How much does it cost to get into that?
How much does a good embroidery machine cost?
Anybody got links to good sites that sell embroidery machines?
Are patches profitable and popular or not?
Many people start their embroidery business with a home embroidery machine. They vary in costs depending upon the size of hoop they can handle and the features they offer. Home machines can cost between $150 to around $7,000.
Brother offers a 6 needle machine that is mid way between home and commercial. Happy makes a machine that is a good starter commercial machine, but so do many companies.
The cost of stabilizers, hoops, thread, needles and software is often not included in the price. Software is needed to do any designs.
If you are looking for a commercial machine, check Beacon Funding. They offer used machines and handle funding for them.
As for patches, if you plan to do your own morrowing you may want to look into a specialty machine for that. (Morrowing is the satin edging on patches)
Or you can purchase pre-made blanks with the edging finished.
Sorry, I do not have inforamtion on how popular patches are.
You might navigate to www.EMBmag.com and/or www.stitches.com follow their links to equip. manufacturers. Also its not a bad idea to "snoop" around an embroidery business and ask questions about the equip. such as "What brand of embroidery machine do you prefer" "What do those things cost" "how user friendly is it" They would probably demo their operation for you if you acted interested.
I've found a unique way to edge them right on my embroidery machine. They are not as profitable as direct embroidery, but they are a good order to run when things are slow and your looking for work to put on your machines.
We have tried to market patches in our retail store over the years. We do n ot produce them in house. Primary reason is money. They take a long time to design and produce compared to direct embroidery, but the market preception is that patches should be available for "a few dollars" Mass produced patches are.
We outsource patches for groups. Just did 100 patches for the county search and rescue group. It is not practical to outsource orders less than 25 to 50 pieces.
Fun business, but difficult to make money with patches.
Give Lee at EMC Emblems a call. He doesnt have a website, but I read a good article about him on the internet. Nice guy. He doesnt quote over the phone, but from what I have heard his prices are reasonable. You just gotta send him your art and he'll get back to you. Heres his number...1.800.443.9553
I agree with Fluid SWF make excellent embroidery machines. We have 8 single head machines 6 and 12 neddle. We use them to personalise small Teddy Bear garments jumpers and hoodies and we can get remarkable results.

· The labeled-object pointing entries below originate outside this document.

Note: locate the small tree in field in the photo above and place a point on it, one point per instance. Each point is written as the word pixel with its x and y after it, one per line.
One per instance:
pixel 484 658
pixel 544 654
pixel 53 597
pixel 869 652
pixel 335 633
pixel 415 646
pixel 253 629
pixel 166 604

Patches are basically a piece of twill fabric with a merrowed edge. This is done on a Merrowing machine, which is a unique and expensive piece of equipment. Blank patches are available from several companies for less than a buck each. Generally white or black twill with several colors for the edge. You can order custom blanks, but the price goes up from the standard in-stock blanks. Quantity discounts apply, so prices come down based on how many you order.
You cannot make a Merrowed edge with an embroidery machine, the best you can do is to make a satin edge and then manualy trim very close to the edge of the satin stitch. Using a bobbin that is the same color as the top thread is the clue here. Colored bobbins are available in small quantities or you can always pickup some 60 weight colored thread and wind them yourself. This makes a faux merrowed edge, but its not as durable as an actual merrowed edge.
As you trim very close to the satin stitch you will end up with some twill fibers sticking out from the edge of the satin stitch. I suggest you apply some CLEAR permanent fabric glue to the bobbin thread on the back and let it soak in and dry before cutting out the patch. This way if one of the top threads pulls loose, the whole edge does not disintegrate.
Sew the patch to the garment with a tight sig-sag or satin stitch of the same color as the edge. Then the fibers of the twill sticking out will be buried in the stitch that sews the patch down to the garment and will not be seen.
If the patch is going to be hand sewn or heat pressed on the garment, you really need the merrowed edge. You can touch up the little fibers of the twill with a sharpie or other permanent marker that is the same color as the satin thread edge. This kind of edge will not hold up a well on a sewn or or pressed on patch, and will eventually deteriorate.